Before he retired, he spent 18 years with the Ministry of Agriculture on the River Roe drainage project.

Singing career
Both Butcher and his wife Gracie (), whom he married in 1933, came from noted local singing families, and whenever there was a dance or another occasion in the vicinity, Butcher's father would be asked to come along to sing, and the brothers and sisters of both families were also well-known performers, locally. During Butcher's childhood, their house was always one of the most popular cèilidh houses in Magilligan, with neighbours dropping in regularly for a night of craic, until the practice died out in the area.

Before he left home, Butcher learned the greater part of his repertoire from his father and, later, from his brothers and from Gracie's sisters.
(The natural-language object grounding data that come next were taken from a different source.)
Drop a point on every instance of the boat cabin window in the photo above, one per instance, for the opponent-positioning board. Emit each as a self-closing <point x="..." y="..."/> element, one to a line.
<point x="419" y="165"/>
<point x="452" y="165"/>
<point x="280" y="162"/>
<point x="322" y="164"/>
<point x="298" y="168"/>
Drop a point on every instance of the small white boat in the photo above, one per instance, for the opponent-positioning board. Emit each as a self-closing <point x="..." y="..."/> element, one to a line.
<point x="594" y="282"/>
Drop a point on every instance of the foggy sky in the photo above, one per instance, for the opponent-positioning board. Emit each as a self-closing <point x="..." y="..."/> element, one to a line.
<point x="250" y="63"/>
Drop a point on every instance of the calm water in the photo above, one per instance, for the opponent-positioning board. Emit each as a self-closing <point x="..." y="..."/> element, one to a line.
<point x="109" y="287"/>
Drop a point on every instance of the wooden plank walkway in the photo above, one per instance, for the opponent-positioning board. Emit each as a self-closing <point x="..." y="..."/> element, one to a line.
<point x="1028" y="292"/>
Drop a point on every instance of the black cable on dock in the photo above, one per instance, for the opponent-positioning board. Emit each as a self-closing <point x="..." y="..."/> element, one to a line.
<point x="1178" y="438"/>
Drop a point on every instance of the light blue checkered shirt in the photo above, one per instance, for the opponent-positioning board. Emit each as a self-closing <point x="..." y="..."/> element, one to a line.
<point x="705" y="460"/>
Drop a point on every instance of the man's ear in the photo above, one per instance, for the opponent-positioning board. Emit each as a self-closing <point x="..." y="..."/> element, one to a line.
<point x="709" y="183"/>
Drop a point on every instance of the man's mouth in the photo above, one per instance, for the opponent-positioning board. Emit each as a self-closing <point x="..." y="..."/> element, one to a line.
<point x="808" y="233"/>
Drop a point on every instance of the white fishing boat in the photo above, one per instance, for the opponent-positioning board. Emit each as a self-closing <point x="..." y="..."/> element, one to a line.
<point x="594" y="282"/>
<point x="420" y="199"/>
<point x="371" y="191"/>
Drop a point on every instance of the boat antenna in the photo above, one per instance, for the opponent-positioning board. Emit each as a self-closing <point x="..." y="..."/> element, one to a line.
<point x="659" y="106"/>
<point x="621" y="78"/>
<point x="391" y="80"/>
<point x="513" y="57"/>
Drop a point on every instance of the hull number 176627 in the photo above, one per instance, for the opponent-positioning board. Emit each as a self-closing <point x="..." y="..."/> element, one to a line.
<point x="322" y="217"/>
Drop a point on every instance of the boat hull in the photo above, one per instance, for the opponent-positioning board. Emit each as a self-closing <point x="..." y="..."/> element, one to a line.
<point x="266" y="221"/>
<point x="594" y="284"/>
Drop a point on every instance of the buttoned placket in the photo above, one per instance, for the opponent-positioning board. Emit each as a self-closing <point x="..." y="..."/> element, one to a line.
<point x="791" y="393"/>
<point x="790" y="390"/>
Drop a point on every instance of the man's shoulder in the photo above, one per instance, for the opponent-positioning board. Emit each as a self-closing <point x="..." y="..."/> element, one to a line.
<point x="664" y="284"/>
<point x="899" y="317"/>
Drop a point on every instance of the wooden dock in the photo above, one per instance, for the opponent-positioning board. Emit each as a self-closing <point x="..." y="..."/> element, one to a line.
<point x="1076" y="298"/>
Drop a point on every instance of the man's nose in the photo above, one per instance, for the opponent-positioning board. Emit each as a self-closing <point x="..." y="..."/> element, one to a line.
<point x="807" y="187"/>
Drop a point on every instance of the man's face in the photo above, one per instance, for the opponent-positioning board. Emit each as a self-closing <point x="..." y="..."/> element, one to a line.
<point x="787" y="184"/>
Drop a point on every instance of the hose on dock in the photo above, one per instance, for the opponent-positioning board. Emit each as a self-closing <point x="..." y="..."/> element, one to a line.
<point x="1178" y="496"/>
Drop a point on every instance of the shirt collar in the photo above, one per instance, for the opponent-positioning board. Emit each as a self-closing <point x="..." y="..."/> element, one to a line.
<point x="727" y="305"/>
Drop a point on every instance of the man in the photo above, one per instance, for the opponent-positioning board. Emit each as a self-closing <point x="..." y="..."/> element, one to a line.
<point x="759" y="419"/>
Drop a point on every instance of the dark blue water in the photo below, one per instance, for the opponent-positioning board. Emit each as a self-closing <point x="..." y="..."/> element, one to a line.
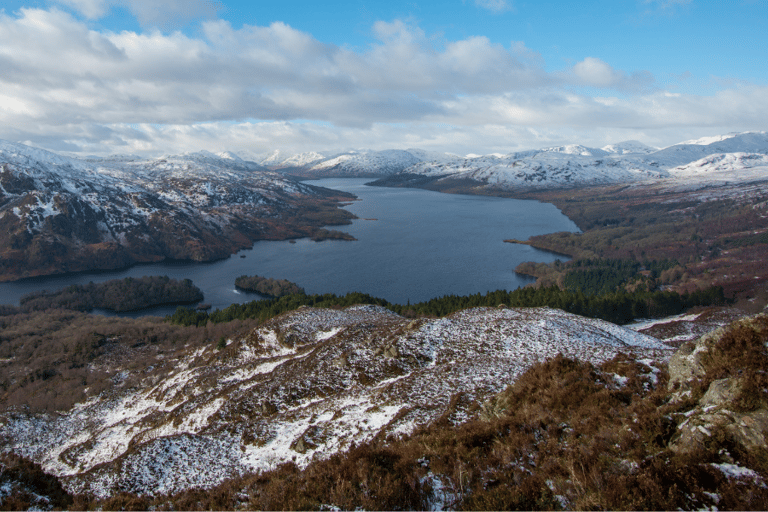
<point x="422" y="245"/>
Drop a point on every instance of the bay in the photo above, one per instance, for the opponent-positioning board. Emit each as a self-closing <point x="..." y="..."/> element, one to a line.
<point x="421" y="245"/>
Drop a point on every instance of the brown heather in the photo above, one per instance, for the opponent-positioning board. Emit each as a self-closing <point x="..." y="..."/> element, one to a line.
<point x="565" y="434"/>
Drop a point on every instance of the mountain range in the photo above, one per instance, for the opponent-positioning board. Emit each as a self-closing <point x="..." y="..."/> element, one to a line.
<point x="697" y="163"/>
<point x="299" y="388"/>
<point x="60" y="214"/>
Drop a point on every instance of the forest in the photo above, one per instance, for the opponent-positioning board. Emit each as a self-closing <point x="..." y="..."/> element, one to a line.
<point x="685" y="241"/>
<point x="129" y="294"/>
<point x="619" y="307"/>
<point x="267" y="286"/>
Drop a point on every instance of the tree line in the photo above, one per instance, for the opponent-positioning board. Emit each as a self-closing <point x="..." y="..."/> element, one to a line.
<point x="119" y="295"/>
<point x="619" y="307"/>
<point x="267" y="286"/>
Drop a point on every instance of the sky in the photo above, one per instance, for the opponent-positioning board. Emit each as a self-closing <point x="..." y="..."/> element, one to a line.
<point x="149" y="77"/>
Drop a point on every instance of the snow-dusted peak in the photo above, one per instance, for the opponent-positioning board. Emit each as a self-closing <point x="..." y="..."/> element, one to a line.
<point x="20" y="154"/>
<point x="629" y="147"/>
<point x="745" y="142"/>
<point x="228" y="155"/>
<point x="576" y="149"/>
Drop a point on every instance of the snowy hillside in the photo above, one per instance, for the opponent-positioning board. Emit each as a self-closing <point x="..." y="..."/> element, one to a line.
<point x="304" y="385"/>
<point x="574" y="165"/>
<point x="355" y="163"/>
<point x="60" y="214"/>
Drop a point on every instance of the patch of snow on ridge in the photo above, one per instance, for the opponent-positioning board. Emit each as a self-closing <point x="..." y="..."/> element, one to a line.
<point x="304" y="385"/>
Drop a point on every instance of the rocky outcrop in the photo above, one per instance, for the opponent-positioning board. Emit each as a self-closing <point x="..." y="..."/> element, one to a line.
<point x="718" y="409"/>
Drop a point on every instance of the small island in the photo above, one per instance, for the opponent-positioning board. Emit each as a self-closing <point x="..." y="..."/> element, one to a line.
<point x="119" y="295"/>
<point x="331" y="234"/>
<point x="267" y="286"/>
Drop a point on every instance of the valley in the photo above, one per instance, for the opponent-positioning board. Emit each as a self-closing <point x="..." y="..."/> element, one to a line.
<point x="471" y="401"/>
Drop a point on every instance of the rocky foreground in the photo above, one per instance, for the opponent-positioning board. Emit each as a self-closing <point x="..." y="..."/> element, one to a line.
<point x="489" y="408"/>
<point x="303" y="386"/>
<point x="61" y="215"/>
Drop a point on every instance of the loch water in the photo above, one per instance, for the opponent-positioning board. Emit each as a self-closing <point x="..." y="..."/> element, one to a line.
<point x="412" y="245"/>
He also had a gift for writing his own songs, set to traditional airs and often about local events or his own experience as a farm labourer or road worker in later life.
From 1953 onwards,
he was regularly interviewed by Hugh Shields, who recorded about sixty songs from him within a couple of years, either in manuscript form or, later, through tape recording equipment, and published some of these songs in the 1981 book Shamrock, Rose & Thistle.
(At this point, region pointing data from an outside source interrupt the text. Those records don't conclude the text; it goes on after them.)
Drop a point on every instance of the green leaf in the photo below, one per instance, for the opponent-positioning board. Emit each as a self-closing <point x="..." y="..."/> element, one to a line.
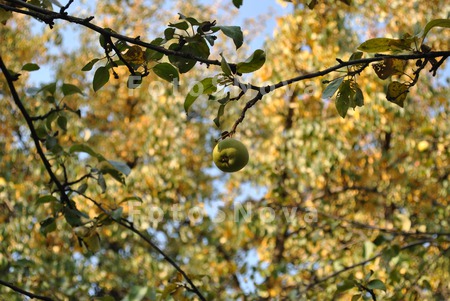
<point x="104" y="298"/>
<point x="82" y="148"/>
<point x="51" y="88"/>
<point x="205" y="86"/>
<point x="397" y="92"/>
<point x="48" y="225"/>
<point x="253" y="63"/>
<point x="345" y="286"/>
<point x="376" y="284"/>
<point x="136" y="293"/>
<point x="225" y="67"/>
<point x="152" y="55"/>
<point x="237" y="3"/>
<point x="168" y="289"/>
<point x="368" y="275"/>
<point x="46" y="199"/>
<point x="233" y="32"/>
<point x="191" y="20"/>
<point x="101" y="77"/>
<point x="356" y="56"/>
<point x="82" y="189"/>
<point x="183" y="64"/>
<point x="117" y="175"/>
<point x="386" y="44"/>
<point x="73" y="216"/>
<point x="120" y="166"/>
<point x="180" y="25"/>
<point x="69" y="89"/>
<point x="358" y="98"/>
<point x="168" y="33"/>
<point x="89" y="65"/>
<point x="30" y="67"/>
<point x="166" y="71"/>
<point x="101" y="182"/>
<point x="219" y="115"/>
<point x="117" y="214"/>
<point x="332" y="88"/>
<point x="343" y="98"/>
<point x="131" y="198"/>
<point x="62" y="122"/>
<point x="435" y="23"/>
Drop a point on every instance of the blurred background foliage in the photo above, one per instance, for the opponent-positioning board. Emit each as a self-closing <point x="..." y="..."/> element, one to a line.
<point x="320" y="195"/>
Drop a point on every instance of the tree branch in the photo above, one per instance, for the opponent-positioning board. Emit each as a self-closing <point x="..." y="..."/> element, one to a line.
<point x="34" y="135"/>
<point x="49" y="16"/>
<point x="24" y="292"/>
<point x="326" y="278"/>
<point x="129" y="225"/>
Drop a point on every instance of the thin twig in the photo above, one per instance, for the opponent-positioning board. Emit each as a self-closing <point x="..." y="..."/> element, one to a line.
<point x="24" y="292"/>
<point x="34" y="135"/>
<point x="345" y="269"/>
<point x="129" y="225"/>
<point x="49" y="16"/>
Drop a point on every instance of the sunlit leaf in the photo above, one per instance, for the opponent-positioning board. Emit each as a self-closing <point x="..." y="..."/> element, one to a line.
<point x="345" y="286"/>
<point x="89" y="65"/>
<point x="30" y="67"/>
<point x="234" y="32"/>
<point x="237" y="3"/>
<point x="205" y="86"/>
<point x="376" y="284"/>
<point x="435" y="23"/>
<point x="62" y="122"/>
<point x="69" y="89"/>
<point x="253" y="63"/>
<point x="46" y="199"/>
<point x="385" y="44"/>
<point x="225" y="67"/>
<point x="166" y="71"/>
<point x="397" y="92"/>
<point x="134" y="55"/>
<point x="101" y="77"/>
<point x="389" y="67"/>
<point x="48" y="225"/>
<point x="332" y="88"/>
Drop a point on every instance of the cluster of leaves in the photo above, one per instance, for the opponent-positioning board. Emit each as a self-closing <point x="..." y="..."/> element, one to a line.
<point x="350" y="95"/>
<point x="377" y="185"/>
<point x="188" y="41"/>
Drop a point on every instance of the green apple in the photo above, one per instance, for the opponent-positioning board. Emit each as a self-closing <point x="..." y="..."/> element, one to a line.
<point x="230" y="155"/>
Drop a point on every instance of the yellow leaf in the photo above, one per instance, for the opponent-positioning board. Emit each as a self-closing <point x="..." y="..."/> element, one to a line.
<point x="397" y="92"/>
<point x="134" y="55"/>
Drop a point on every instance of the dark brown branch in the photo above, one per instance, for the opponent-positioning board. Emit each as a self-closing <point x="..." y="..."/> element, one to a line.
<point x="49" y="16"/>
<point x="326" y="278"/>
<point x="34" y="135"/>
<point x="129" y="225"/>
<point x="24" y="292"/>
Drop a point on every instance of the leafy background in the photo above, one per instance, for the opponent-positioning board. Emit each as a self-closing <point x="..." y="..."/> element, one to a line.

In 1966, Butcher began to sing frequently on radio from Dublin or Belfast and some of his songs were released on discs, first in 1969 on the EP Adam in Paradise, followed in 1976 by an LP, also titled Shamrock, Rose & Thistle. These radio broadcasts brought him some renown, and attracted the attention of local tradition bearers like Joe Holmes (1906-1978) and Len Graham (b. 1944), with whom he sang and performed. They joined him at his home for the 1975 sessions that yielded two albums of rare Ulster songs: Butcher's I Once Was a Daysman, and Chaste Muses, Bards and Sages by Holmes & Graham. Other frequent visitors to his house included Jackie Devenney (Coleraine), Brian Mullen (Derry), and occasionally Andy Irvine (b. 1942) who, along with Paul Brady (b. 1947), has re-interpreted several of Butcher's songs since the 1970s, often by adding instrumental accompaniment. In 1978, Butcher released his final album: Sings the Titanic and Other Traditional Folk Songs. Two cassettes, featuring eight previously unreleased songs and entitled Shamrock, Rose & Thistle 2 and Shamrock, Rose & Thistle 3, were released posthumously in 1983 by Shields on behalf of the Folk Music Society of Ireland.  
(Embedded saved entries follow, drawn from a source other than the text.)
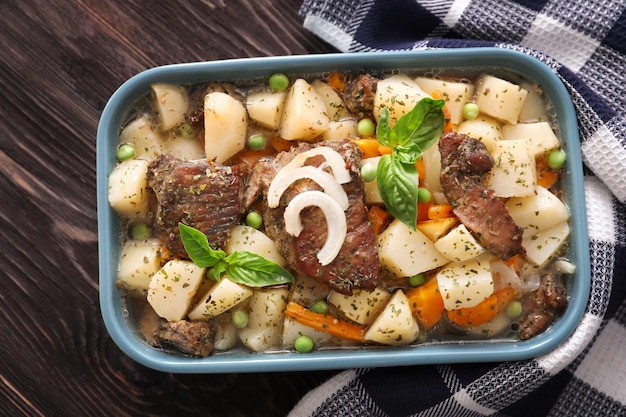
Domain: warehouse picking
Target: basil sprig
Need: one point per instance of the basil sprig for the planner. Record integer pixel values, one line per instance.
(241, 267)
(397, 176)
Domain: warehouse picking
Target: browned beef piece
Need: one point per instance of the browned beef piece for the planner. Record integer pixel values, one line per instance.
(200, 194)
(194, 338)
(542, 306)
(357, 264)
(359, 93)
(464, 164)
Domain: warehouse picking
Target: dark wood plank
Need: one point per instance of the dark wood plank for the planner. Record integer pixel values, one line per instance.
(59, 63)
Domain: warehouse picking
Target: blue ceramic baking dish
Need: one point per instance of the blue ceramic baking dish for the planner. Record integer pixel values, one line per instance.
(239, 69)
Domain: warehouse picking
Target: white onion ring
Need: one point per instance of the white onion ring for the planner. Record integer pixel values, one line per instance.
(285, 177)
(334, 160)
(335, 220)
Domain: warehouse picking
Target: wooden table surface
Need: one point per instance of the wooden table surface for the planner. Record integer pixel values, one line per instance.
(59, 63)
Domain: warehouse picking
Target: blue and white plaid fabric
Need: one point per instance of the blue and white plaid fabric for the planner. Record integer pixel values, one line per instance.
(585, 43)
Some of the songs in Butcher's repertoire had also been collected from other sources by Sam Henry for inclusion in his column, Songs of the People, published weekly in Coleraine's Northern Constitution from 1923 until 1939. This treasury of nearly 700 songs fostered many recordings from the 1950s onwards, and several of these songs are therefore listed as having been recorded by Butcher, and other singers, in the book Sam Henry's Songs of the People, published in 1990.

In 2011, the Irish Traditional Music Archive published the book All the Days of His Life, releasing Shields' extensive work, edited by his wife Lisa Shields and Nicholas Carolan, and telling Butcher's story in his own words. The book is accompanied by three CDs containing a further 67 songs of Butcher's previously unreleased recordings.

Death
Eddie Butcher died on 8 September 1980. An article entitled "An old friend: Eddie Butcher" was published in issue  18 (November 1980) of the Folk Music Society of Ireland's newsletter, Ceol Tíre, in which Shields stated:

Discography

Solo recordings
 Adam in Paradise (Ulster Folk UFM.1 EP, 1969) – Release of: "The Inniskilling Dragoon", "I Long For to Get Married", "Adam in Paradise" and "The Cocks Are Crowing"
 Shamrock Rose & Thistle (Leader LED 2070 LP, 1976) – Release of 14 songs
 I Once Was a Daysman (Free Reed FRR 003 LP, 1976) – Release of 11 songs
 Sings The Titanic and Other Traditional Folk Songs (Outlet OAS3007 LP, 1978) – Release of 14 songs
 Shamrock Rose & Thistle 2 (FMSI cassette, 1983) – Release of: "Alexander", "The Faughan Side", "The Mason's Word", and the last verse of "The Banks of Kilrea"
 Shamrock Rose & Thistle 3 (FMSI cassette, 1983) – Release of: a song fragment of "The Bonny Irish Boy", "Down By the Canal", "Pat Reilly", and "The Widows Daughter"
 Adam in Paradise (ITMA 101 CD, 2005) – Re-release of the 1969 EP
 All the Days of His Life : Eddie Butcher in His Own Words (ITMA 3x CDs set, 2011) – Release of 67 previously unreleased songs sung by Eddie Butcher, as a set of companion recordings to the book of the same title with the lyrics and notated music of all the songs.

Compilations
 Folk Ballads from Donegal and Derry (Leader LEA 4055 LP, 1972) – Includes Butcher's "The Bride Stolen By Fairies" and "The Widow's Daughter"
 Come Let Us Buy the Licence (The Voice of the People Vol. 1) (Topic TSCD651 CD, 1998) – Includes Butcher's "David's Flowery Vale"
 Farewell, My Own Dear Native Land (The Voice of the People Vol. 4) (Topic TSCD654, CD 1998) – Includes Butcher's "Killyclare"
 Come All My Lads That Follow the Plough (The Voice of the People Vol. 5) (Topic TSCD655 CD, 1998) – Includes Butcher's "Tossing The Hay"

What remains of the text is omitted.